Telematics – and the ancillary data streams which can complement them such as proactive camera technologies – are vital for fleet operators to manage their road risk and fulfil their statutory duty of care to drivers and to the public with whom their vehicles share space.
Manufacturers and dealers know well the huge financial and productivity benefits of using the technology to its optimum. Why then are operators allowing this opportunity to evade them?
There are three likely reasons. First is the potential for data overload. The second is the difficulty of combining data from different systems in a mixed fleet of vehicles into a single actionable set of insights. And the third is the perception that operators or managers lack the skill or time to invest in driver coaching.
The good news is that manufacturers and dealers can help with all three. The telematics providers who prove most adept at integrating different streams of telematics data into a single dashboard, and making meaningful analysis quick and easy for operators will stand to win this very lucrative part of aftermarket sales.
Consultancy Ptolemus says that 83% of vehicles will come with embedded telematics by 2024, and by 2030 the commercial vehicle telematics market globally will be worth €24bn – a prize worth playing for.
National Highways Head of Commercial Vehicle Incident Prevention Mark Cartwright says: “Not only must we as an industry underline for fleet managers the opportunities they are missing by not using telematics to improve driver behaviour, but there are also opportunities for the industry to pool anonymised data to enhance road safety.
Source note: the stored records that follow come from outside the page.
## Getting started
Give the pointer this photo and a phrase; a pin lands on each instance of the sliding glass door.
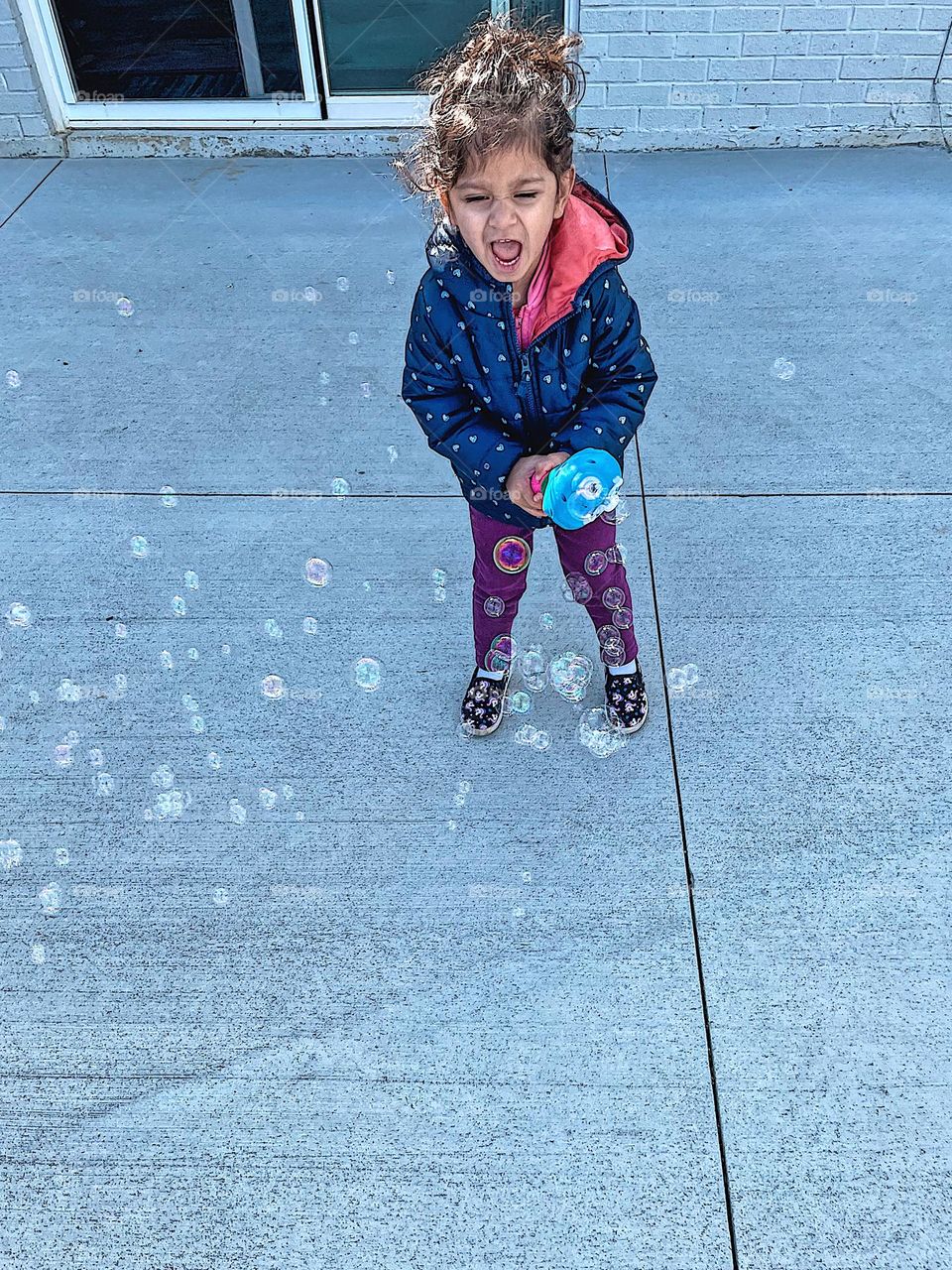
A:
(286, 63)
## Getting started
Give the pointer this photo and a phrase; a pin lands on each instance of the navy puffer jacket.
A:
(584, 379)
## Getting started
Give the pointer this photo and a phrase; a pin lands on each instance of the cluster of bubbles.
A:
(680, 677)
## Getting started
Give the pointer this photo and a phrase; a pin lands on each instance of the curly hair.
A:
(506, 86)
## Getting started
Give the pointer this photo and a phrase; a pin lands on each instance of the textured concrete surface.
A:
(436, 1002)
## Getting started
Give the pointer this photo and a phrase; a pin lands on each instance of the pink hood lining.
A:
(587, 234)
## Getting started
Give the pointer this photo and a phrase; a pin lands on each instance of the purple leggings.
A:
(593, 570)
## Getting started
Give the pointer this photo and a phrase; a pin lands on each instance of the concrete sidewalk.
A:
(306, 979)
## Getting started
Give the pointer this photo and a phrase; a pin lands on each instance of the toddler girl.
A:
(525, 345)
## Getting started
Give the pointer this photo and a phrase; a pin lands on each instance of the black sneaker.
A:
(484, 703)
(626, 698)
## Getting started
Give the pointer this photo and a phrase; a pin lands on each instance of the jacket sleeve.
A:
(620, 377)
(454, 425)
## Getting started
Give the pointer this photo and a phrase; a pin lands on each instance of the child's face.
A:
(513, 197)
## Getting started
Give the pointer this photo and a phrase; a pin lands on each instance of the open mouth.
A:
(511, 257)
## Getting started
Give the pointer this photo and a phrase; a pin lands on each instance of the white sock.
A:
(629, 668)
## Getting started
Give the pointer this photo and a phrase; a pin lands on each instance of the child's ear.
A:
(565, 189)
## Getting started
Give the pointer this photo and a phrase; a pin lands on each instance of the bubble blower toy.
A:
(579, 489)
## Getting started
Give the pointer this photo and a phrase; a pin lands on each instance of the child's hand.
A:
(518, 486)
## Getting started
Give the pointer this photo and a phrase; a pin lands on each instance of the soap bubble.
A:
(366, 674)
(273, 686)
(18, 615)
(317, 572)
(598, 735)
(534, 670)
(570, 675)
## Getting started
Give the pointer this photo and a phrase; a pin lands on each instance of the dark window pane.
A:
(377, 48)
(178, 50)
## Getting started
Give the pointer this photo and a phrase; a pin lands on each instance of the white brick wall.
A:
(24, 127)
(694, 73)
(698, 73)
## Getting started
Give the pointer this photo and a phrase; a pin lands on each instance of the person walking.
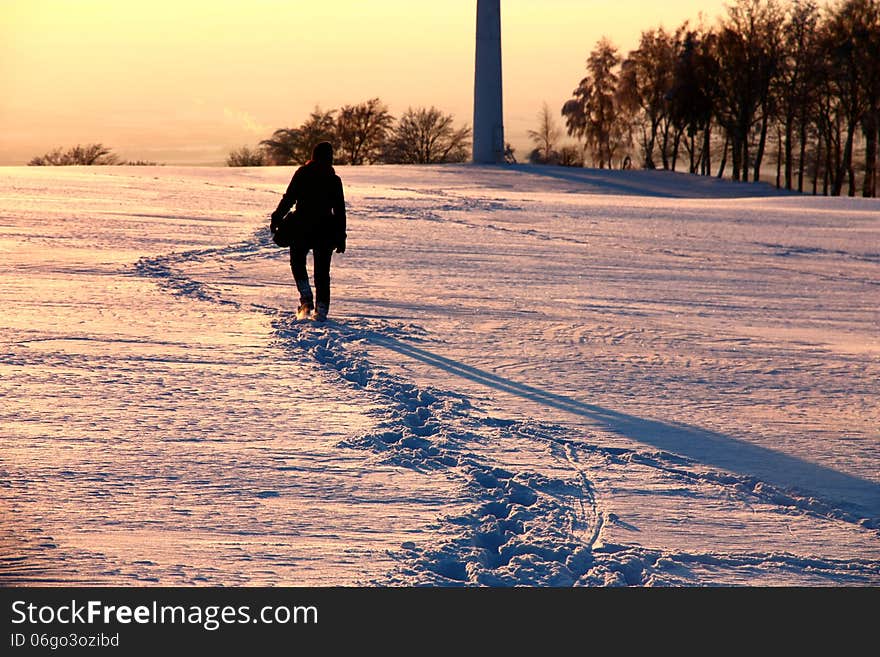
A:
(317, 224)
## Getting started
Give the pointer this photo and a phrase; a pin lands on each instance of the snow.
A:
(531, 376)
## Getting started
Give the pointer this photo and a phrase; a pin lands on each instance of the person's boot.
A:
(306, 304)
(305, 309)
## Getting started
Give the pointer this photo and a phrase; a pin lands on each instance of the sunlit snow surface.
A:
(531, 376)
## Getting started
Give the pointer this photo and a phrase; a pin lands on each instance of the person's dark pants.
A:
(321, 256)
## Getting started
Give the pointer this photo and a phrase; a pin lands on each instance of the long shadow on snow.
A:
(657, 184)
(845, 491)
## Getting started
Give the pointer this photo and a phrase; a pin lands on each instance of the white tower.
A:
(488, 123)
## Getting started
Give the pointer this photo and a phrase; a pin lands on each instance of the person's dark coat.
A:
(319, 217)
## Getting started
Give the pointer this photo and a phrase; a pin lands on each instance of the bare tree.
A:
(426, 136)
(82, 155)
(645, 79)
(246, 157)
(294, 146)
(545, 137)
(594, 114)
(361, 131)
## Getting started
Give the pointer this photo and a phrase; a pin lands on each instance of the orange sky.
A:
(186, 81)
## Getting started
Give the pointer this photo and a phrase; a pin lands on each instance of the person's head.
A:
(323, 152)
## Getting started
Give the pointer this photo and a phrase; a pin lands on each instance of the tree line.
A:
(779, 80)
(364, 133)
(83, 155)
For instance, if telematics providers will share anonymised data with National Highways we can potentially identify high-risk zones on the strategic road network, such as where harsh braking tends to occur. This gives us an opportunity to manage such behaviours through engineering and external interventions, making all road users safer.”
AI and machine learning should give operators unprecedented opportunities to capture and distil insights from more data than ever – and the telematics suppliers who focus operator attention on driver performance now can link it directly to electric vehicle sales.
Currently vehicle manufacturers and independent telematics providers are all investing in future proofing their products to aid greater fleet connectivity, with more online services, and the ability to manage electric vehicles.
There is a huge opportunity here for suppliers. Those operators who have focused hard on creating safer, more fuel-efficient drivers are now reaping the benefits when they transfer to their first electric vehicles. Drivers who keep a steady speed with excellent anticipation and smooth, pedal-free transitions maximise electric vehicle’s range and productivity.
Fleet operators do not need to be ready to decarbonise to have a new and compelling reason to engage with driver improvement data. If they use telematics proactively to drive down their collision risk, they will reap the benefits of minimised downtime, better driver retention, lower insurance and repair costs and, of course, lower fuel bills.
What’s more, they’ll be creating the driver workforce that they need to optimise their use of electric vehicles.
Driver behaviour data is therefore the perfect way for suppliers to engage in ongoing dialogue with fleets, add value, enhance their customer relationships and prepare the way for that customer’s transition to decarbonised vehicles.